In a letter sent to Los Angeles County Supervisor and MTA Board Chairman Mike Antonovich, Schiff said the agency is underestimating costs and overstating the likely supply of funds to build a tunnel. He said the agency should focus on alternatives including light rail, other transit features and street improvements.
"I have expressed my concern over Metro's apparent rush to judgment on a tunnel option many times, but without success," he wrote. "This has only confirmed what many in the community suspected, that Metro was once again starting with the conclusion it wished to reach and working backwards."
La Canada Flintridge, Glendale and South Pasadena have long opposed a freeway connection, saying it would generate truck traffic and air pollution. The Los Angeles City Council last month voted to oppose an extension of the 710. San Marino and Alhambra are among the cities that favor an extension.
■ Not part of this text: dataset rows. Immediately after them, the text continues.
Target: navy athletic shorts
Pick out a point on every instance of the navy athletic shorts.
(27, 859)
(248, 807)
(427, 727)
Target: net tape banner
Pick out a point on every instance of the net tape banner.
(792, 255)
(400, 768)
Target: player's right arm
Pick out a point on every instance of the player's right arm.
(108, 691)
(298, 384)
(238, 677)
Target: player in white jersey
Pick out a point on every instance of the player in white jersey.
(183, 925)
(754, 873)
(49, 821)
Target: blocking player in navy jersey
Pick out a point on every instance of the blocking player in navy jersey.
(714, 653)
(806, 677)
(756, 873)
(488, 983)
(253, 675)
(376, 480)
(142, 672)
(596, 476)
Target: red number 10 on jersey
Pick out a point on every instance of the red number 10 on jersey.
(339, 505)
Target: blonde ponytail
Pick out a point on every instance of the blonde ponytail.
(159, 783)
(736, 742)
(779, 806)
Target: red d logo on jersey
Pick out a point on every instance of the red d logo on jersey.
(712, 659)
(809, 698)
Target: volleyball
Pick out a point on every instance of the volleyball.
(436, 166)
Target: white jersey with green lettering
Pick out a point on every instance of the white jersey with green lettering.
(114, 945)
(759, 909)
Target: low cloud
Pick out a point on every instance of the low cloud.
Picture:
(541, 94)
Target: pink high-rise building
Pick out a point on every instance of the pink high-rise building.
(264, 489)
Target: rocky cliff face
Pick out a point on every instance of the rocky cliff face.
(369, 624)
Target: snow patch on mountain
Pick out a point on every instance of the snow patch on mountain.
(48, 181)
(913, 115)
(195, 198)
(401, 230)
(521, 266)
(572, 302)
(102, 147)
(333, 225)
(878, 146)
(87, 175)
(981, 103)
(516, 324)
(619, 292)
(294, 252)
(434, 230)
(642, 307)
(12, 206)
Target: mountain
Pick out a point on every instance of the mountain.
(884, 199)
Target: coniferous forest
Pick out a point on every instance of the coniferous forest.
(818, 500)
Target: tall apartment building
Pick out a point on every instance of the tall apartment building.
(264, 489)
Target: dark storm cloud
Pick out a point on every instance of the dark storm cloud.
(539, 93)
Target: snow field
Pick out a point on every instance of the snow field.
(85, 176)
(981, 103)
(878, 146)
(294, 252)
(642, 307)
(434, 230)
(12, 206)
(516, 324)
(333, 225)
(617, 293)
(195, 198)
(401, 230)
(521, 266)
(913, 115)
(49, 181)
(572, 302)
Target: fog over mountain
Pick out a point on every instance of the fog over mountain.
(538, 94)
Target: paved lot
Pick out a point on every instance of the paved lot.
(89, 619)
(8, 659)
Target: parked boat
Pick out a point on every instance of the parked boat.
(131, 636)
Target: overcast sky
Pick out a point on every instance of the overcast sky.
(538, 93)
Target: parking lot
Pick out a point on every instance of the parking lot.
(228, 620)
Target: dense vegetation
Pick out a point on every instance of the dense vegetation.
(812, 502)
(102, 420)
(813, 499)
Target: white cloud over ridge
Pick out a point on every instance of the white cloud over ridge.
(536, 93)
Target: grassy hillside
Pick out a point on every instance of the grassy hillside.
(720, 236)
MTA is in the middle of a three-year environmental study of options for easing traffic in the so-called 710 Gap. Last month the agency jettisoned several options, including a surface highway connecting the 710 to the Foothill (210) Freeway in Pasadena and a possible highway along Avenue 64. But it left on its list a 4.5-mile tunnel between the 710 and 210 that would cross under Los Angeles neighborhoods, South Pasadena and Pasadena.
MTA is expected to issue a final environmental report in 2014 that would result in agency leaders selecting a project.
Schiff acknowledged that he had supported a technical study of the tunnel, and said that MTA officials estimated in the past technological improvements would allow it to construct a tunnel for about $1.5 billion. The most recent estimate, Schiff wrote, is $5.6 billion, about a third of which would come from the federal government, a third from state and county funds and a third from private sources.
Schiff wrote he is skeptical MTA can raise as much from private sources and said large projects routinely run into substantial cost overruns..
On Friday, Schiff spokesman Patrick Boland said the congressman believes the federal Department of Transportation "may be reluctant to see [MTA] proceed on such an expensive project without a consensus of those representing the region."
"Metro will have to consider opposition to the tunnel by any member of the California delegation such as Representative Schiff to pose a serious obstacle to pursuit of a tunnel," Boland said.
In his letter, Schiff said that Metro could complete all the other proposals under consideration, light rail, rapid buses, better control of street traffic, for less than the cost of a tunnel.
"These options ... would help move people in an environmentally friendly manner without disrupting our long-established neighborhoods."